Mango Markets hacker arrested in Puerto Rico, details inside
Avraham Eisenberg, the man responsible for the exploitation of Mango Markets, has been arrested in Puerto Rico. The self-proclaimed game theorist led a $110 million exploit on the decentralized exchange back in October.
FBI brings criminal charges against Eisenberg
According to a recently unsealed filing made with the Southern District of New York, the Federal Bureau of Investigation (FBI) has charged the Mango Markets exploiter with one count of commodities fraud and one count of commodities manipulation. If proven guilty, he may have to face prison time.
Avraham Eisenberg, who is technically a U.S. resident, had fled to Israel a day after carrying out the hundred-million-dollar exploit.

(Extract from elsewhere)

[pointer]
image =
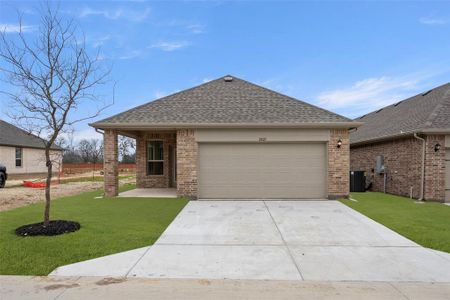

According to FBI Special Agent Brandon Racz, Eisenberg “willfully and knowingly” deployed a malicious strategy in order to artificially manipulate prices on the DeFi exchange.
“Eisenberg engaged in a scheme involving the intentional and artificial manipulation of the price of perpetual futures contracts on a cryptocurrency exchange called Mango Markets, and other manipulative and deceptive devices and contrivances,” the filing read.
According to a second filing made by Damian Williams, the U.S. Attorney for the Southern District of New York, Eisenberg’s case will be heard by U.S. Magistrate Judge Katherine Parker.
Avraham Eisenberg’s DeFi exploits
Four days after carrying out the exploit on Mango Markets, Avraham Eisenberg acknowledged his actions on Twitter. He referred to the hack as a “highly profitable trading strategy” that was deployed by his team. He further stated that his actions were “legal open market actions.”
Eisenberg’s highly profitable exploit rendered Mango Markets insolvent. Users were unable to withdraw their funds due to his actions. On 15 October, the DEX negotiated a partial return of funds, precisely $67 million. Eisenberg’s team managed to walk away with more than $40 million.
He struck again in November, this time targeting decentralized lending protocol Aave. He tried to replicate the exploit by borrowing millions of Curve DAO tokens (CRV) from Aave’s already illiquid pool, with the intention to short-sell them. The plan, however, backfired and led to a seven figure loss for Eisenberg.